Relacja z XXXIII zlotu
PRPI
Na zlocie pojawiłam się po raz piętnasty. Na
sam początek, żadna rewelacja. Kilkanaście tipi, pole namiotowe i trzeba
sie zabierac za rozbijanie własnego tipi. Nie było wcale tak cieżko... Na
sam początek kilka osób zaproponowało nam pomoc. Wybrali nam tyczki,
okorowali i pomogi ustawic trójnóg. Ogólnie fajnie. Kilka dni wcześniej
przez nieliczne tipi, które staly w obozie, przeszło tornado, powalajac
niektóre z nich. niektóre osoby ucierpiały, jednak bez wiekszych przeszkód
dalej bawily się na zlocie. Gdzieś popołudniu pogoda pogorszyła się
wiec otwarcie zlotu przesunięto na dzień nastepny.

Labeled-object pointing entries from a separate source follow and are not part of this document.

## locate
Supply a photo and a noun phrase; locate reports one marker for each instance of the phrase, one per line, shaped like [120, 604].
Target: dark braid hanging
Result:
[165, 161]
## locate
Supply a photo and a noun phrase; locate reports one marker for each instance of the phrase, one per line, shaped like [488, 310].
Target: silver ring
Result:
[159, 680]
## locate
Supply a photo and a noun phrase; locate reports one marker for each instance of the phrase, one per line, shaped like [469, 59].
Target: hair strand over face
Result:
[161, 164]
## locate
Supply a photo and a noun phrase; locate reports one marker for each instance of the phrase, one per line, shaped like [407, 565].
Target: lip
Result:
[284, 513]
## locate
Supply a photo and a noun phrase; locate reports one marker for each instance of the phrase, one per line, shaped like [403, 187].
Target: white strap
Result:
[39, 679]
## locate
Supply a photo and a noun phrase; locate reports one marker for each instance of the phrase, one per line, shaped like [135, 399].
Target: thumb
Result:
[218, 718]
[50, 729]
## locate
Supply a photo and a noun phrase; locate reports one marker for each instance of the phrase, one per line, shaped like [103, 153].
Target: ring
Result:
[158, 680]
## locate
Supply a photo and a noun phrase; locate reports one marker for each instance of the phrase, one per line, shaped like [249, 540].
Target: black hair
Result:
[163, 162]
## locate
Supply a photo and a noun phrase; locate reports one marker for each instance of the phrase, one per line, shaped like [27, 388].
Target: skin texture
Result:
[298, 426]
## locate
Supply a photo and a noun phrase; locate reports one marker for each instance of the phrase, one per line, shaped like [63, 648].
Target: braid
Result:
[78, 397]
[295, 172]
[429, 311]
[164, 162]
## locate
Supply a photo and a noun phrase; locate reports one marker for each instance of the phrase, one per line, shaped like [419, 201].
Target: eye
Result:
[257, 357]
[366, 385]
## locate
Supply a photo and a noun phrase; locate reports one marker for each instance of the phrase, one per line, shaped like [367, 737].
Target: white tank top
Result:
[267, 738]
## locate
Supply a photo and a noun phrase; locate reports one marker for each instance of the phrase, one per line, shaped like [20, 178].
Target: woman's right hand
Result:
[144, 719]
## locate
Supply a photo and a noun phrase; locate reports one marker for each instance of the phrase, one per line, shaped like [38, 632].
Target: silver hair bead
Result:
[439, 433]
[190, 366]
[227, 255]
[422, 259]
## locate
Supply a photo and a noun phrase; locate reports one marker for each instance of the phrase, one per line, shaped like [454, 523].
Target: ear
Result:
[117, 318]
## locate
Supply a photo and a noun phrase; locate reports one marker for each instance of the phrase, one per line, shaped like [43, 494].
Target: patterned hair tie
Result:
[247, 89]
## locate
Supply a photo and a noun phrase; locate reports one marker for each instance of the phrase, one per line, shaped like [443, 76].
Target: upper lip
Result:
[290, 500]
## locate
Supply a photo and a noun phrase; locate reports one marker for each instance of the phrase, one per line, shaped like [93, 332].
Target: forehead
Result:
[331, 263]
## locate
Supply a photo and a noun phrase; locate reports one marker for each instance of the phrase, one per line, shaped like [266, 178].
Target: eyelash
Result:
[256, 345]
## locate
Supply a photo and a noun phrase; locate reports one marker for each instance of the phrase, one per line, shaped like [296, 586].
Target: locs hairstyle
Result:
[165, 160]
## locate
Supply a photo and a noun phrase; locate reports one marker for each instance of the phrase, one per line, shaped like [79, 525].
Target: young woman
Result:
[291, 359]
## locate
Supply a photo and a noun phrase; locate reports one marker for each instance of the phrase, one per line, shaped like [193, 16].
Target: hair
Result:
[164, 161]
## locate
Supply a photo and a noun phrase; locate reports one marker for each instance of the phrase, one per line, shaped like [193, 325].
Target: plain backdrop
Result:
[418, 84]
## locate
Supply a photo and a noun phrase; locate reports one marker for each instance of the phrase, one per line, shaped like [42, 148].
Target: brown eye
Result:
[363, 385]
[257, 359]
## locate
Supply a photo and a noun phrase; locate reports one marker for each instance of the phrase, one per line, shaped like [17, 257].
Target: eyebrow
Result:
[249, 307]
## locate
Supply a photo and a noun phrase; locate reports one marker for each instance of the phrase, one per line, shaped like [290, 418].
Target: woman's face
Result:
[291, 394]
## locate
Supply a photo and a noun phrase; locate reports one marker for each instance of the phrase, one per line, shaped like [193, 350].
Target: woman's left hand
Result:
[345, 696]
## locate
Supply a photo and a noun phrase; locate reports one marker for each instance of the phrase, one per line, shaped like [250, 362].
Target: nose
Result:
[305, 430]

Dzień otwarcia był wspaniały. Wielu tancerzy, turystów i zlotowiczów.
Wszystko odbywało sie na arenie. Tego nie da się zapomniec. Pióra,
kolorowe stroje i bebny...
Przy głównym ogniu strażnicy uwijali się jak mrówki, rąbiac drewno i
wyznaczając warty. Prawie każdego wieczoru przy centralnym ogniu odbywały
sie śpiewy w wykonaniu członkiń TDK oraz kilku innych osób w tym kilku
strażników. Bęben wodny i flażolet często gosciły i akompaniowały
wszystkim.
Mimo tak krótkiego zlotu (miom skromnym zdaniem powienien on trwac dwa
tygodnie) bardzo wiele sie nauczyłam. Do nowych umiejętności moge zliczyc
paciorowanie, wiedzę na temat lakotów, strzelanie z łuku, śpiew i
taniec.
Na zlocie odbywało się mmnóstwo imprez. Pow-wow, spotkanie warszawiaków,
budowanie długiego domu, bieg apacki, koncetry gitarowe i nie tyko gitarowe
a także pokaz połykaczy ognia i wile innych...
XXXIII zlot Prpi był wspaniałym przeżyciem. Poznałam mnóstwo nowych
ludzi. Niektórzy byli na zlocie po raz pierwszy. Wraz z kolejnym rokiem
coraz bardziej wciagam sie w to wszystko. Coraz wiecej się uczę i to nie
tylko ze względu innych. Przedewszytkim robie to dla siebie.
Mam ogromną nadzije, że XXXIV zlot będzie równie dobry jak poprzednie.